I don't get it either, but look at the healthcare system in the US, that is also mainly paid for by employers.
mirhanda 8th-Nov-2012 07:07 pm (UTC)
That internet censorship thing too. I think the republicans would love something like that. I hope that your government has dropped that idea by now!
krystle_ab 8th-Nov-2012 08:05 pm (UTC)
So do I, I haven't heard anything new about it in a few weeks. I doubt a bill that controversial could pass in this parliament anyway.
mirhanda 8th-Nov-2012 08:50 pm (UTC)
I would hope not. TBH, I can't see how something so backward and just plain dictatorial could get as far as it did in a free society anyway.
krystle_ab 8th-Nov-2012 10:52 pm (UTC)
I am much more concerned about the data retention plans, at least with the filter you could use proxy's.

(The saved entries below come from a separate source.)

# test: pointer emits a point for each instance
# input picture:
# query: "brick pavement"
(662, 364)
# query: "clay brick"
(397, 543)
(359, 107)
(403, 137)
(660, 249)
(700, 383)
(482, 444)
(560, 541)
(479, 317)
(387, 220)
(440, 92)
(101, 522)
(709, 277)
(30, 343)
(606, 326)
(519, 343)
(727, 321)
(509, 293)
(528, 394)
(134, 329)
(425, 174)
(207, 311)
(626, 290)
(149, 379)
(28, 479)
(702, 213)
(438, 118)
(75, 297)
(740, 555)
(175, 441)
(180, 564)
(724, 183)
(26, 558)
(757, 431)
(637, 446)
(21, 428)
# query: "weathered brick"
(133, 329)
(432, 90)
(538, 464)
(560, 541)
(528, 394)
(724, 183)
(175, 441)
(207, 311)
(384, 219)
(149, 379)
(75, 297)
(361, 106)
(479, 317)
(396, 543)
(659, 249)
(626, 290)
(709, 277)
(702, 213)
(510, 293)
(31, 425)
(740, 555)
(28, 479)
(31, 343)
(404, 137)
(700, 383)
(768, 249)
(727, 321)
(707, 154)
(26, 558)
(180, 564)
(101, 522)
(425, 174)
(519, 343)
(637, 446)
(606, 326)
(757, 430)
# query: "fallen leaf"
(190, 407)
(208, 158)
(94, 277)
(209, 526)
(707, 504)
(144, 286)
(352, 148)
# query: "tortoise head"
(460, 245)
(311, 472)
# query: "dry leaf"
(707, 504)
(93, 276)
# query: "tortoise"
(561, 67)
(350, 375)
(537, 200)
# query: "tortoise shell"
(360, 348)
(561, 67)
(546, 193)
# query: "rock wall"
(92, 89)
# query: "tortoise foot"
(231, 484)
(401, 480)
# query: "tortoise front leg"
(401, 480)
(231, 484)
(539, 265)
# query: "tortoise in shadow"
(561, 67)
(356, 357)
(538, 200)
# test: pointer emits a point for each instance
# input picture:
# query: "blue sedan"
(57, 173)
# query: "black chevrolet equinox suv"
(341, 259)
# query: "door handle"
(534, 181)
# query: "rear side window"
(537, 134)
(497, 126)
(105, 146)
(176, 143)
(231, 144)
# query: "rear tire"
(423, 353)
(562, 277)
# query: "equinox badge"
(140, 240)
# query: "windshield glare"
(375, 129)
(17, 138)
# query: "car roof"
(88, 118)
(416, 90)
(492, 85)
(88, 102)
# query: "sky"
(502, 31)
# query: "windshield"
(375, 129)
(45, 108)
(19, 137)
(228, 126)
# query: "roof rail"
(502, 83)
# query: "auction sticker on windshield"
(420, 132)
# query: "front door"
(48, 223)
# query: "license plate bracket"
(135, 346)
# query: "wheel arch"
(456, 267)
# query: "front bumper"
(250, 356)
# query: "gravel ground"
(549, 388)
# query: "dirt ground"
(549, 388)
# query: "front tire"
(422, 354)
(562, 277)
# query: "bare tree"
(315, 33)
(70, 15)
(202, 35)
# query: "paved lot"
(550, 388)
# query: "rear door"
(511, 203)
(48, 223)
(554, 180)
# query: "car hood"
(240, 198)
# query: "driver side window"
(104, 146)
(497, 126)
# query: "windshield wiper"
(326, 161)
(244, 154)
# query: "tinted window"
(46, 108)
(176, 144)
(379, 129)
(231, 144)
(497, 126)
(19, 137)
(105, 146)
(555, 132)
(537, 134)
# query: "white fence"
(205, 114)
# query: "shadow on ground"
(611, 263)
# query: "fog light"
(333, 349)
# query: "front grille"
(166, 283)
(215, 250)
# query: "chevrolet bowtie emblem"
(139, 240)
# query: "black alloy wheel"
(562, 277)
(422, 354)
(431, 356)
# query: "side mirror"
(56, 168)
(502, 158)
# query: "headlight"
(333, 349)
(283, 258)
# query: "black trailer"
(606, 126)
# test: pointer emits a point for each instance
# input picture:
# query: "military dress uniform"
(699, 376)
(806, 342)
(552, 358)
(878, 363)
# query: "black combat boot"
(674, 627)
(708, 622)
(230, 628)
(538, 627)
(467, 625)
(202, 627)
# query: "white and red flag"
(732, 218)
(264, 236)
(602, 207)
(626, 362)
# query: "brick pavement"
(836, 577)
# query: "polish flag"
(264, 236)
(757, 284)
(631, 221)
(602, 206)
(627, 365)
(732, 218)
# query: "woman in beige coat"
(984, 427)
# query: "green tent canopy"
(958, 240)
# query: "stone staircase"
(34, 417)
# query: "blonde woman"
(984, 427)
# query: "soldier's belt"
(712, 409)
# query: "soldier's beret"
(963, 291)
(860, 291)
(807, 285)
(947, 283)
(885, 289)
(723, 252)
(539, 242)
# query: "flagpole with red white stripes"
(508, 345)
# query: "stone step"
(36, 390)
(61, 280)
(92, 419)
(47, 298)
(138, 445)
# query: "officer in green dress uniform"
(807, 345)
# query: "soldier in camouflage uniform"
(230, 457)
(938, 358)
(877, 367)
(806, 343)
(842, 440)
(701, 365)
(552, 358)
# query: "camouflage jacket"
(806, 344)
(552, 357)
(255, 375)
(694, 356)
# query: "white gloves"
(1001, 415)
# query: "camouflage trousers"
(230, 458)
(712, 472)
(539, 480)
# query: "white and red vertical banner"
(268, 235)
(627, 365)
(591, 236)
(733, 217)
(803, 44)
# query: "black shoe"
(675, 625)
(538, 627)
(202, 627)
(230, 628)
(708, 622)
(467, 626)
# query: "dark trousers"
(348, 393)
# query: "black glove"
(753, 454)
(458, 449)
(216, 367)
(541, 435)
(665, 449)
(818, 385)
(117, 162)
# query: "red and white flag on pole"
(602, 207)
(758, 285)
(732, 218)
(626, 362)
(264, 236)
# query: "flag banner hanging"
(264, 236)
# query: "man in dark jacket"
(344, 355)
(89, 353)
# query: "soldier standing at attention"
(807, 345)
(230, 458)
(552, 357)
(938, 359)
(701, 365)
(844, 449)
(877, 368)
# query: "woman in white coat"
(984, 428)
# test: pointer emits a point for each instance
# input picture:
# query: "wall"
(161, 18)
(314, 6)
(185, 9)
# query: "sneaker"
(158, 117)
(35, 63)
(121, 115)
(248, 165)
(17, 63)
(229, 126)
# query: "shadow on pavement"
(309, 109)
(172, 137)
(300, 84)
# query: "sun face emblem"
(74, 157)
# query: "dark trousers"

I also think this one may even have a chance of passing if it gets that far, too many people have the mindset of "if you are not doing anything wrong you have nothing to worry about"...

mirhanda 8th-Nov-2012 11:50 pm (UTC)
Oh my. Ugh. I hope that doesn't go anywhere.
subsequent 9th-Nov-2012 08:46 am (UTC)
Conroy's dropped it today, thankfully. :)
subsequent 9th-Nov-2012 08:47 am (UTC)
Conroy's dropped it today, thankfully. :)
mirhanda 9th-Nov-2012 04:33 pm (UTC)
That's some good news. Filters are so dumb. They would do better to just hire people to go in and find this stuff.